La falta de honestidad da pavor, pero parece que es lo que está de moda. La mentira, la envidia, la soberbia en lo personal, lo pudren todo. 

¿Por qué hablo de esto hoy? Pues, porque al hilo de una conversación mantenida esta tarde sobre todas estas cosas (la mentira, la envidia, las verdades dichas a medias, la soberbia, la necedad, la necesidad de algunos para sobrevivir y sobrevivirse,  etc.), hace que me reafirme en la idea de que, en la elección de nuestras relaciones personales, debemos extremar nuestras cautelas y ser terriblemente exquisitos. Sé que con todo lo dicho no descubro nada nuevo y que a mí interlocutor no le estaba mostrando nada que no supiera él mismo,  ni le he aliviado un ápice de su pena, en este caso no estaba en mi mano. Pero sé que esta charla, óbvia por otro lado, le ha permitido compartir un rato de filia y a mí, con eso, me basta pese a que me ha hecho pensar, una vez más, en todas estas cosas que no son precisamente menudas.

Piensen sobre ello.  Piensen sobre ustedes mismos. Sobre sus relaciones con los demás. Piénsense.
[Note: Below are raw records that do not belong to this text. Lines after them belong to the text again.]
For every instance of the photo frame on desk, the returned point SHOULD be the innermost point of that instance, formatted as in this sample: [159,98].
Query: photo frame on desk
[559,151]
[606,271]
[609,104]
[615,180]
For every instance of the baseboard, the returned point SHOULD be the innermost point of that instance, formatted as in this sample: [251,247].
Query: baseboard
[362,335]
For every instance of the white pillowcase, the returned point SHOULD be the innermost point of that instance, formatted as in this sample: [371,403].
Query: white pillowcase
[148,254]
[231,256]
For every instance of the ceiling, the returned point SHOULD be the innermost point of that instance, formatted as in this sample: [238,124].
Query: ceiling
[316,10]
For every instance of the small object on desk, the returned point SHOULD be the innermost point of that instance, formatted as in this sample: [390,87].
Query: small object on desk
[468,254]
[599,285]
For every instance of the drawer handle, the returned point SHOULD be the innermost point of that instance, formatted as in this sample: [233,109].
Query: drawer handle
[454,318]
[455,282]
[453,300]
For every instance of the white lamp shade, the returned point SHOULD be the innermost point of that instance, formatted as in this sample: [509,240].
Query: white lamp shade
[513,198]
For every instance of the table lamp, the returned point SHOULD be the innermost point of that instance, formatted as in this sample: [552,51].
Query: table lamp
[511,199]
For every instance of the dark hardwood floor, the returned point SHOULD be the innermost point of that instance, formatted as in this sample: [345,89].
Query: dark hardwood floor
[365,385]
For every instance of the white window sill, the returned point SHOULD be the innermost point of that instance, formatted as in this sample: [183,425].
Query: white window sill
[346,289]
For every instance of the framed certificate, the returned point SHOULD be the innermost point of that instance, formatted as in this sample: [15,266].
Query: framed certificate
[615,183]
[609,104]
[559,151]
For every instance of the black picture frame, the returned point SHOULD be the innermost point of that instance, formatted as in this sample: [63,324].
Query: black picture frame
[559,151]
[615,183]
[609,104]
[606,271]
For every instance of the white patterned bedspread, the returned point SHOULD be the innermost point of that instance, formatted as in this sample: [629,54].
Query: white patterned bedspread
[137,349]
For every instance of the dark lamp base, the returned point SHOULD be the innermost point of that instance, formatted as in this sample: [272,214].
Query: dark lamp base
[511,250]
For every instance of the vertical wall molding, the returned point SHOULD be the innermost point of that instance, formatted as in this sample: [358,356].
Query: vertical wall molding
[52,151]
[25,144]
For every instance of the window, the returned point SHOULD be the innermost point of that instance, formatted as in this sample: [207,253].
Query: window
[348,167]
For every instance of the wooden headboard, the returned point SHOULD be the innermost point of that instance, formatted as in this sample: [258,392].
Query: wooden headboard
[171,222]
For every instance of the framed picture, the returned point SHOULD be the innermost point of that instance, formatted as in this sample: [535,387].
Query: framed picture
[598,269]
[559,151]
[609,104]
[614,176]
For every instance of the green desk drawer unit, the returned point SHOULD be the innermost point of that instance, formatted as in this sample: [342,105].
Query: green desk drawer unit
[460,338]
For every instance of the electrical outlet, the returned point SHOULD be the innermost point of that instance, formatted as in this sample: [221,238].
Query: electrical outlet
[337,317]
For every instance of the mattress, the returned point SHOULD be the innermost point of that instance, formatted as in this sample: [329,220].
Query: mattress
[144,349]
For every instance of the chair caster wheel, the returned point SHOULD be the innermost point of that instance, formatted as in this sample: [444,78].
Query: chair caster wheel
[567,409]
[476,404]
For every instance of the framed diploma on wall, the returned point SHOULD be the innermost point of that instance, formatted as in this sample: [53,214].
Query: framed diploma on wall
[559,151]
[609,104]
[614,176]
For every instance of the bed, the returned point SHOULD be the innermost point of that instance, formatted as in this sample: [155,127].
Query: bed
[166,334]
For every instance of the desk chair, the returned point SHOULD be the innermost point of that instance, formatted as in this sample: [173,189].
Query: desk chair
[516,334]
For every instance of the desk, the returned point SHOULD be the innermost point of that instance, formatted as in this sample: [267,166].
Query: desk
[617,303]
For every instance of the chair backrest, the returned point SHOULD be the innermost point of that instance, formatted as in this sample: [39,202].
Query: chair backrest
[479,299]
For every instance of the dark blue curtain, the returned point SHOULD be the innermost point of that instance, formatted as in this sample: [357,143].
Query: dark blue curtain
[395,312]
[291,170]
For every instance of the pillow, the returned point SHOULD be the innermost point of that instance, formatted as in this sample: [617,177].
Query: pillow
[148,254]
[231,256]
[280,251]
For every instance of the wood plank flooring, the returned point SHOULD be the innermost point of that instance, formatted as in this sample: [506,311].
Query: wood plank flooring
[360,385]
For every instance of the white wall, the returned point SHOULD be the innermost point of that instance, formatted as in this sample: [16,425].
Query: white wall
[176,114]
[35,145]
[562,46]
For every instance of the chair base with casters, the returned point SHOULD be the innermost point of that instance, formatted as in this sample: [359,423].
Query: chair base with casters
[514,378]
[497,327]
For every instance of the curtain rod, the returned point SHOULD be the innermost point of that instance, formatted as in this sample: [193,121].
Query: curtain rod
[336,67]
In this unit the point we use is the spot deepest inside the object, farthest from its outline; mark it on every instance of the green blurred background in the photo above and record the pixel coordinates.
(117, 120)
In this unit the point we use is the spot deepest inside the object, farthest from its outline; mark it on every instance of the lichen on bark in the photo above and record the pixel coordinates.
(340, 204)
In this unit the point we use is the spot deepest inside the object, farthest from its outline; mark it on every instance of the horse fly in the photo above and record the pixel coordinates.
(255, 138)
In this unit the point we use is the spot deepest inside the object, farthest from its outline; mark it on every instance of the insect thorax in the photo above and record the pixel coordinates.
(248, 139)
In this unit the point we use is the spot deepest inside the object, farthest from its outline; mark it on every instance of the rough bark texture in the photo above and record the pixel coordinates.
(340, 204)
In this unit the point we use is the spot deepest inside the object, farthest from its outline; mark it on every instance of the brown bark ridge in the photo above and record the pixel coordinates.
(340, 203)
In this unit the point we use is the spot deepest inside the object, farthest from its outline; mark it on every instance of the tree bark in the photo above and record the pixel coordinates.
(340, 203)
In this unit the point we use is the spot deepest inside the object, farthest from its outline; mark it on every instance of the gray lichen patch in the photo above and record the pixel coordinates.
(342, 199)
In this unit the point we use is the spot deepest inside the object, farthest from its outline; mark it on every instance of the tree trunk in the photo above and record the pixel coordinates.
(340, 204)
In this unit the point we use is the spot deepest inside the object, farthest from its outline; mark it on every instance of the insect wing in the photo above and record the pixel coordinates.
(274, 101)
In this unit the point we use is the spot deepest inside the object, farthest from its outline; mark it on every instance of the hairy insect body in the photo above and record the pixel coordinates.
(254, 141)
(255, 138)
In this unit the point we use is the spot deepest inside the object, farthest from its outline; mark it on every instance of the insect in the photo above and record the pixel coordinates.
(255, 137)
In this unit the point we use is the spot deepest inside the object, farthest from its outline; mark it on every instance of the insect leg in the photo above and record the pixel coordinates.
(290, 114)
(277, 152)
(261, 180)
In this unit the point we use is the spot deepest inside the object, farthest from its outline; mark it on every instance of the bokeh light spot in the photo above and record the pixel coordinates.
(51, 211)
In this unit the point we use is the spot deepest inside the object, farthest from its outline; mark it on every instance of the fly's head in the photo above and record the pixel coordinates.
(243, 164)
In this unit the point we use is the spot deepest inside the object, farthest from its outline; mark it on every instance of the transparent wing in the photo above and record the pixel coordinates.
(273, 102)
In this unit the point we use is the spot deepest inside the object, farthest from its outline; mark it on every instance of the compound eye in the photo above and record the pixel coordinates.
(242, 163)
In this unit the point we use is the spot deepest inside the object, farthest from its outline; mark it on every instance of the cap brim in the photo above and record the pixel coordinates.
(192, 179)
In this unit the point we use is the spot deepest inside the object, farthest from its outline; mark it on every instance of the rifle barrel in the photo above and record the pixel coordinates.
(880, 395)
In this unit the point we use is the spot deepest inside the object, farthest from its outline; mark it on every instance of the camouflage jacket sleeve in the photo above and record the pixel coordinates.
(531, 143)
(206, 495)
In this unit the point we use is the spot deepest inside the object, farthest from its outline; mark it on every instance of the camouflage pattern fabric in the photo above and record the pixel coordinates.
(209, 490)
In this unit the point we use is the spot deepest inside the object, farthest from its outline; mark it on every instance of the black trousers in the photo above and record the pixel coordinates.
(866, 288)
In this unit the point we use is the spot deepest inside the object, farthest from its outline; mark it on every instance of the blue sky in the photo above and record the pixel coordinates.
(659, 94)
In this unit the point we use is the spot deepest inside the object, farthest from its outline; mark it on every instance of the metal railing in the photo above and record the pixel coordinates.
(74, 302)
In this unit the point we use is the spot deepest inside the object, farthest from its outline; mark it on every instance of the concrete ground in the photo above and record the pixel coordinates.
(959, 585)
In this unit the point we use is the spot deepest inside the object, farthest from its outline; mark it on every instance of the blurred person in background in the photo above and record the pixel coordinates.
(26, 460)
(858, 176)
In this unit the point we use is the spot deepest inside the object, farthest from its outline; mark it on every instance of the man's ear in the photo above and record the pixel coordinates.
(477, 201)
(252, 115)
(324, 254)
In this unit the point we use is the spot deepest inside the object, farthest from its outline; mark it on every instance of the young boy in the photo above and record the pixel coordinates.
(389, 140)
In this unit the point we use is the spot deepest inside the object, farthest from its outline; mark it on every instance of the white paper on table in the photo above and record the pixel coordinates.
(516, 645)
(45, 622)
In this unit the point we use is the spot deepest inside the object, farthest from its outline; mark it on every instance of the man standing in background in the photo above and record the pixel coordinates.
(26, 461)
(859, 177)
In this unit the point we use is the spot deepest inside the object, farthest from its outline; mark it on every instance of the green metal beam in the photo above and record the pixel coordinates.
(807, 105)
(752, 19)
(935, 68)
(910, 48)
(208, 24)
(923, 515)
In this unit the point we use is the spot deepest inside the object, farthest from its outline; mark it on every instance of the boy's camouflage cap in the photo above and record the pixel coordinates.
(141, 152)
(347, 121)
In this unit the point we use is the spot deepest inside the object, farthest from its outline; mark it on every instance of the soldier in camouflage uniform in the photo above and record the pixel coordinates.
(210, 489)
Yo intento hacerlo cada día, intentado asumir mis grandes defectos y mis enormes virtudes, sabiendo, de antemano, que pese a todos mis esfuerzos para con los míos, puedo fallarles mucho, muchísimo, pero que ello no será por mentirles en lo fundamental. 
Y me pienso para no olvidar que soy como quiero ser,  pese a quien le pese y  para no olvidar que tengo un piloto rojo que me lo pusieron, entre los dos lóbulos cerebrales, por algo. Esperar del resto lo mismo que tú das no es una gran demanda, pero recibirlo, hoy en día, es cuestión de suerte.